Like his Bad Guys character Mr. Snake, Blabey may have flailed a bit before he found his place in the world. But, he says, “I would not change one thing about my weird journey, because every bit of it was vital to making me who I am.”
Q | What inspired your new series, The Bad Guys?
A | It was sparked when I saw my 6-year-old’s interest in books being stamped out by unforgivably boring Early Readers. It got me thinking—there’s got to be a way to make this process way more fun. At the time, Mr. Six and his 8-year-old brother were big fans of “scary” animals, and, coincidentally, I’d been toying with writing something about characters that were tired of being judged by their appearance. Then, one evening, as my son and I sat on the sofa boggle-eyed with despair at a particularly grueling book from school, Mr. Wolf, Mr. Snake, Mr. Shark, and Mr. Piranha just burst out of my head. It was like a mutiny.
Q | What are some other kids’ series you’ve been inspired by?
A | It might sound odd, but I’ve studiously avoided reading other series for this age group, and have instead drawn from my own peculiar set of influences. That said, my lifelong love of funny adventure narratives underpins every move I make. The joy of making the series is that I get to take all the adventure stories I’ve ever loved and stir them into the mixture to see what it becomes. The Bad Guys is an indecent amount of fun to make.
Q | Can you talk more about creating unlikely heroes like those found in The Bad Guys?
A | The joy of creating this narrative is being able to touch on themes and concepts that don’t often appear in work for this age group. This extends to character development, too. The characters don’t just reboot at the beginning of each episode. They grow and change. And provided it’s all bedded on good laughs and rip-roaring action sequences, the deeper layers can exist happily without spoiling the fun.

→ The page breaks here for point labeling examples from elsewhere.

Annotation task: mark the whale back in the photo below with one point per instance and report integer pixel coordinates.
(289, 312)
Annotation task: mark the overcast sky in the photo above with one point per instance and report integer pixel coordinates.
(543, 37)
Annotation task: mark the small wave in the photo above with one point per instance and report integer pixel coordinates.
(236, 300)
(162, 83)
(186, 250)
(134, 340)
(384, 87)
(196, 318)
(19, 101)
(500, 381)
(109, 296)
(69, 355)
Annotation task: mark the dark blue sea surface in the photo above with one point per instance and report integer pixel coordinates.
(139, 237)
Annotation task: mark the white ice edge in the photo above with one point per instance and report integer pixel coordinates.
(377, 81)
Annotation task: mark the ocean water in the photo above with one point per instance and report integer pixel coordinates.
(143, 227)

Q | Humor aside, do you have a message to kids about continuing to push until they figure out what they’re really good at?
A | I spent decades feeling like I’d missed the bus. Yet something deep down inside wouldn’t let me give up. I tried to quit it a couple of times, but I felt so heartbroken I realized I had no real option—I had to keep following the muse. It probably sounds juvenile, but this always makes me think of Indiana Jones. He’s still my hero after all these years, because no matter how many times he gets flattened, he gets back up. And he never loses his hat.

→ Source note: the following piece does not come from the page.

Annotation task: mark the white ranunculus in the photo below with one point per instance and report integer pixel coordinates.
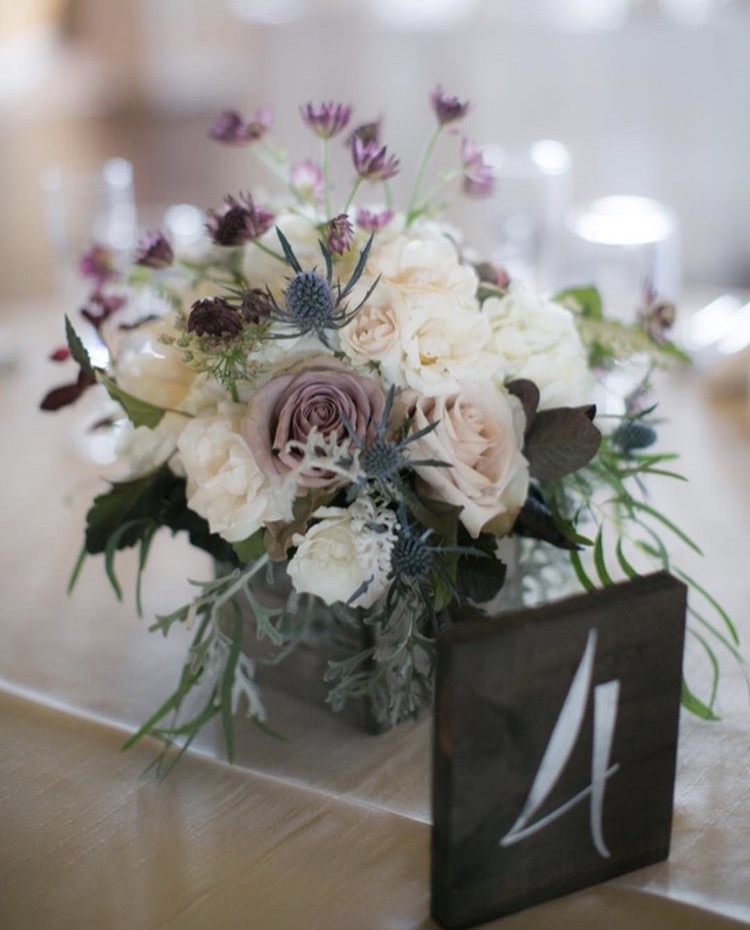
(224, 484)
(343, 554)
(536, 338)
(479, 433)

Q | Is there one of your books that is a favorite of yours that hasn’t received as much attention?
A | I’ve written 27 books. They’re all special to me. Every single time, I’ve been like, “Oh, I think I’m onto something this time….” My first seven books came out, got some kind reviews, won a couple of awards, and then vanished from sight. Every time, it was just indescribably sad. And then after nine years, my eighth book, Pig the Pug, just went ka-BOOM! It was instantly popular and was part of a dizzying purple patch during which my work, including The Bad Guys, Thelma the Unicorn, and a few other titles, found a large, receptive audience. I’m beyond grateful for that, and I always will be.
Q | Can you talk about some of your school visits?
A | It’s funny you should bring that up. I think the reason my early books didn’t connect with an audience the way my more recent work has is because they were written before I had the experience of visiting 218 different schools. I turned up 218 different times at 218 locations and set up my on-screen presentation in 218 school halls and performed my work for nearly 100,000 kids over a six-year period, and it has permanently altered the way I approach my work. I occasionally get asked for advice on writing for kids, and I generally don’t know what to say, as I’m suspicious of “experts” doling out wisdom. However, I have a hand-written sign on my desk that is the result of visiting all those schools. It reads: DON’T BE BORING. That is the advice I give myself every morning as I get to work. That is the key lesson I’ve learned, in 218 instructive installments, and I’ll take it with me to the grave.
Q | Graphic novels, especially funny ones, can help reluctant readers begin to enjoy books. Have you gotten this feedback?
A | The thing I’m proudest of in my life is the onslaught of correspondence I receive from parents and teachers telling me that they have kids who have always loathed reading and are not only devouring The Bad Guys but pestering them for the due date of the next installment. Kids who struggle with reading are connecting with it in a way that is thrilling, and even into early high school they don’t mind being seen with a copy of The Bad Guys because it radiates something vaguely naughty. A couple of weeks ago, I got nine e-mails from the USA in one morning. They came from all over the country from various parents saying the same thing: “My kid hates reading, but [he’s] reading The Bad Guys!” That kind of blew my mind.
Q | What can teachers do to encourage kids to pick up a book?
A | I’m not a teacher, so I wouldn’t presume to tell teachers how to do their jobs. That said, my belief is that if you can get kids to associate books with fun, they’ll be okay. It’s all about making it fun. Any way you can.